Vinicius Sassine - Correio Braziliense

 

Pela primeira vez na história do programa nuclear brasileiro, uma carga com 92t de urânio percorreu por terra um percurso de 1,5 mil quilômetros entre Iperó (SP) e Caetité (BA). O material radioativo, transportado em nove carretas, foi emprestado pelo Centro Experimental de Aramar, da Marinha, para as Indústrias Nucleares do Brasil (INB), estatal responsável pela extração do urânio e pela fabricação do combustível usado nas usinas nucleares Angra 1 e Angra 2, em Angra dos Reis (RJ). A carga, no entanto, chegou sem qualquer aviso à cidade baiana na noite de domingo, o que gerou um protesto dos moradores. Cerca de 3 mil pessoas formaram um cordão humano e impediram a entrada do material radioativo na cidade.
 
Diante do bloqueio, a Polícia Rodoviária Federal (PRF) e a Polícia Militar conduziram o comboio de carretas para o Batalhão da PM em Guanambi, a 40 quilômetros de Caetité. A carga de urânio está parada no local e, até o início da noite de ontem, não se sabia o que fazer com o minério. “A cidade está em pânico. Aqui não se produz urânio e não queremos isso”, afirma o prefeito de Guanambi, Charles Fernandes.

 
O empréstimo foi a saída improvisada pelo governo para contornar a necessidade de importação de 220t de urânio em razão de licenças travadas na Comissão Nacional de Energia Nuclear (Cnen), como o Correio revelou em março.
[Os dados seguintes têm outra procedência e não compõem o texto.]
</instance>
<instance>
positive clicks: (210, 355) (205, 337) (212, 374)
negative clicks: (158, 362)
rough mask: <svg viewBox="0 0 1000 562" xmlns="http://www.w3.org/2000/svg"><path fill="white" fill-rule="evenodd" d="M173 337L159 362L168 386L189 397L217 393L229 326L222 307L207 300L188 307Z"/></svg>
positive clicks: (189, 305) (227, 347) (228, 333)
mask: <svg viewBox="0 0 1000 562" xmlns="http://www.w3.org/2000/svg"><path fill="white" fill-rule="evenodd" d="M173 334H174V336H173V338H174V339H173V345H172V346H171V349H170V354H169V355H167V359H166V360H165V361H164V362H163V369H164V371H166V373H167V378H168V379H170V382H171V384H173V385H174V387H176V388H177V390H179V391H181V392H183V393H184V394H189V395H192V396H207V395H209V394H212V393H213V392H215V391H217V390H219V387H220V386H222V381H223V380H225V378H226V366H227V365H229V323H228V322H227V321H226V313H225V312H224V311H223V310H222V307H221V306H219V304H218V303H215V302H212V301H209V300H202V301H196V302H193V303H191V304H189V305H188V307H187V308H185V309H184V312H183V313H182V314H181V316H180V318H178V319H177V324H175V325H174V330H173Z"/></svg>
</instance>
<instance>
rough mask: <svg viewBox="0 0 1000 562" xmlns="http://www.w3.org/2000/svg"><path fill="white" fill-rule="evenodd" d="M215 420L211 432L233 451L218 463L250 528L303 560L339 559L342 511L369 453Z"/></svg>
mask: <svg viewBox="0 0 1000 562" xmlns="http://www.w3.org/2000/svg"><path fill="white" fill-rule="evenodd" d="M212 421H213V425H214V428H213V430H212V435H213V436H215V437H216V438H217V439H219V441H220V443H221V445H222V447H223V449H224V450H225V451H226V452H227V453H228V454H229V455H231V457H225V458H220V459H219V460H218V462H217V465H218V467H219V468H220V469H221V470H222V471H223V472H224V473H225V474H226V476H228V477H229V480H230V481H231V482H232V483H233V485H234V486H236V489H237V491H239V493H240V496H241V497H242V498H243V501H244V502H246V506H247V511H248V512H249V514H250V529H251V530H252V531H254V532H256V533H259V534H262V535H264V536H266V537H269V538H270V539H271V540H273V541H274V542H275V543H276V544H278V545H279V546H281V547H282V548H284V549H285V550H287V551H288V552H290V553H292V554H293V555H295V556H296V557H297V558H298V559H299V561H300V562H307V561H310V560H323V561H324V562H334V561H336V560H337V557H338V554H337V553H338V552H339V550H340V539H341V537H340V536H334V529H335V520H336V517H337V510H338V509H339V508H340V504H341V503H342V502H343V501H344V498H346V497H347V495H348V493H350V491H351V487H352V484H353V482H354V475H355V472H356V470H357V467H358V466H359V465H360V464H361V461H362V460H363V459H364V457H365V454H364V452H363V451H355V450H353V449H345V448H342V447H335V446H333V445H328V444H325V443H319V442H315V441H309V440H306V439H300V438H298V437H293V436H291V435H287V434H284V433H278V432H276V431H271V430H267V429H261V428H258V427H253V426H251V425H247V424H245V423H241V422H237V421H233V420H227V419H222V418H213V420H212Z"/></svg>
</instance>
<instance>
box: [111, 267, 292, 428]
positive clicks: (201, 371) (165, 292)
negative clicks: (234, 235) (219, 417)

A INB decidiu transportar o urânio até Caetité para colocá-lo em tambores e, então, encaminhá-lo à Europa, onde seria convertido, enriquecido e retornaria ao Brasil.

 
O urânio é usualmente extraído da mina em Caetité e levado diretamente para o porto em Salvador, de onde segue para a Europa. A necessidade de o Brasil importar urânio, a um custo de R$ 25 milhões, chegou à mesa da presidente Dilma Rousseff logo no início de seu mandato. O atraso do licenciamento levou à necessidade de importação, o que gerou uma crise no programa nuclear brasileiro.

 
Comboio acompanhado
 

Para evitar a compra de todo o urânio, a Marinha e a INB assinaram um contrato de empréstimo.
 
As 92 toneladas devem retornar ao Centro de Aramar entre 2011 e 2016. O objetivo do programa nuclear em Aramar é construir um reator nuclear para propulsão de submarinos. “Não há recursos financeiros envolvidos nesse acordo”, informa o diretor do Centro de Comunicação Social da Marinha, o contraalmirante Paulo Mauricio Farias Alves. O presidente da INB, Alfredo Tranjan Filho, afirma que o transporte do urânio foi licenciado pelo Instituto Brasileiro do Meio Ambiente e dos Recursos Naturais Renováveis (Ibama) e pela Cnen. “O que houve foi um mal-entendido em Caetité. A população achou que era lixo atômico.”

 
O Ibama não confirmou a emissão da licença à INB. Já a Cnen diz, por meio de nota, que a transferência do urânio foi “devidamente aprovada”. “A Cnen aprovou o plano de proteção física da operação de transporte e também emitiu a autorização para transferência de material nuclear.” Ainda segundo o órgão, a PRF e “equipes de proteção radiológica” acompanharam o comboio de caminhões.